Dynamic Programming of Markov Decision Process with Value Iteration

Question

I am learning about MDP's and value iteration in self-study and I hope someone can improve my understanding.

Consider the problem of a 3 sided dice having numbers 1, 2, 3. If you roll a 1 or a 2 you get that value in $ but if you roll a 3 you loose all your money and the game ends (finite horizon problem)

Conceptually I understand how this done with the following forumla:

So let's break that down:

Since this is a finite horizon problem we can ignore gamma.

If I observe 1, I can either go or stop. The utility/value of that is:

V(1) = max(Q(1, g), Q(1, s))
Q(1, g) = r + SUM( P( 2 | 1,g) * V(2) + P( 3 | 1,g) * V(3))
Q(1, s) = r + SUM( P( 2 | 1,s) * V(2) + P( 3 | 1,s) * V(3))

where r = 1

I observe 2, I can either go or stop:

V(2) = max(Q(2, g), Q(2, s))
Q(2, g) = r + SUM( P( 1 | 2,g) * V(1) + P( 3 | 1,g) * V(3))
Q(2, s) = r + SUM( P( 1 | 2,s) * V(1) + P( 3 | 1,s) * V(3))

where r = 2

I observe 3, the game ends.

Intuitively V(3) is 0 because the game is over, so we can remove that half from the equation of Q(1, g). We defined V(2) above also so we can substitute that as:

Q(1, g) = r + SUM( P( 2 | 1,g) *     
    MAX ((P( 1 | 2,g) * V(1)) , (P( 1 | 2,s) * V(1))))

This where things take a bad turn. I am not sure how to solve Q(1, g) if it has its own definition in its solution. This likely due to poor math background.

What I do understand is that the utilities or the values of the states will change based on the reward and therefore the decision will change.

Specifically if rolling three gave you $3 while rolling one ended the game, that will affect your decision because the utility has changed.

But I am not sure how to write code to calculate that.

Can someone explain how Dynamic Programming works in this? How do I solve Q(1,g) or Q(1,s) when it is in its own definition?

Answer 1

Special solution:

For your example, it is pretty easy to know whether "go" or "stop" should be chosen: there is a money-value X for which it is the same whether you "go" or "stop", for all smaller value you should "go", for all bigger values you should stop. So the only question, what is this value:

X=E("stop"|X)=E("go"|X)=1/3(1+X)+1/3(2+x) =>
1/3X=1 =>
X=3

Already in the first line, I used that even if I choose "go" and win I will choose stop in the next round. So knowing what decision should be made, it is easy to calculate the expected win with the perfect strategy, here in python:

def calc(money):
    PROB=1.0/3.0
    if money<3:#go
       return  PROB*calc(money+1)+PROB*calc(money+2)-PROB*0
    else:#stop
       return money 

print "Expected win:", calc(0)

>>> Expected win: 1.37037037037

---

General solution:

I'm not sure the above course of action can be generalized for arbitrary scenarios. However, there is another possibility to solve such problems.

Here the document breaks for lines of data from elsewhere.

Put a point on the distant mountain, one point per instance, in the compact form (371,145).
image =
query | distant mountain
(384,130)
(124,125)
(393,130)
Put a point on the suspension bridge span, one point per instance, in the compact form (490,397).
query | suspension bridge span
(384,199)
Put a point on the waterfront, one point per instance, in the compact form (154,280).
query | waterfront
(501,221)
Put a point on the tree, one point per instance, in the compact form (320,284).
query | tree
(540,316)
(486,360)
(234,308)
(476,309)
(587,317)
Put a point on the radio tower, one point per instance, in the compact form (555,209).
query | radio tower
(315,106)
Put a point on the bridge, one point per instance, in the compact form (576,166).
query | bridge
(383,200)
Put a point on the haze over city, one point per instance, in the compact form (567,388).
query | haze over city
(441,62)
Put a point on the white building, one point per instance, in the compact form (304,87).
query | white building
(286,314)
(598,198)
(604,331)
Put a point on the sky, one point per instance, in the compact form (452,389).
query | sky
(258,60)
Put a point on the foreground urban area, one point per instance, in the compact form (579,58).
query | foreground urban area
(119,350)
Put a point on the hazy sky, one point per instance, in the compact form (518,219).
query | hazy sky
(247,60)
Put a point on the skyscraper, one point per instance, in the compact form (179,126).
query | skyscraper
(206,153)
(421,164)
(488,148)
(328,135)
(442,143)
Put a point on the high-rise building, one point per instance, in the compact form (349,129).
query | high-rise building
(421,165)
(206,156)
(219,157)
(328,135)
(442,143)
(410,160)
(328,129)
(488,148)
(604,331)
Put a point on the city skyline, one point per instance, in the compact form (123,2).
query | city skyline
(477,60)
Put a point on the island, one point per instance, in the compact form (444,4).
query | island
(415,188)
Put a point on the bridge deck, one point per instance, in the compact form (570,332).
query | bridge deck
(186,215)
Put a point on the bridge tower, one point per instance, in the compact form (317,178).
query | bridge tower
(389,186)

Let's change the game a little bit: No longer infinitely many turns are possible, but at most N turns. Then your recursion becomes:

E(money, N)=max(money, 1/3*E(money+1, N-1)+1/3*E(money+1, N-1))

As you can easily see the value E(money, N) no longer depends on itself but on results of a game with smaller number of turns.

Without a proof, I state, that the value you are looking for is E(money)=lim_{N->infinity} E(money, N).

For you special problem the python code would look like follows:

PROB=1.0/3.0

MAX_GOS=20#neglect all possibilities with more than 1000 decisions "GO"

LENGTH=2*MAX_GOS+1#per go 2$ are possible

#What is expected value if the game ended now?
expected=range(LENGTH)

for gos_left in range(1,MAX_GOS+1):
   next=[0]*len(expected)
   for money in range(LENGTH-gos_left*2):
       next[money]=max(expected[money], PROB*expected[money+1]+PROB*expected[money+2])#decision stop or go
   expected=next

print "Expected win:", expected[0]

>>> Expected win: 1.37037037037

I'm glad both methods yielded the same result!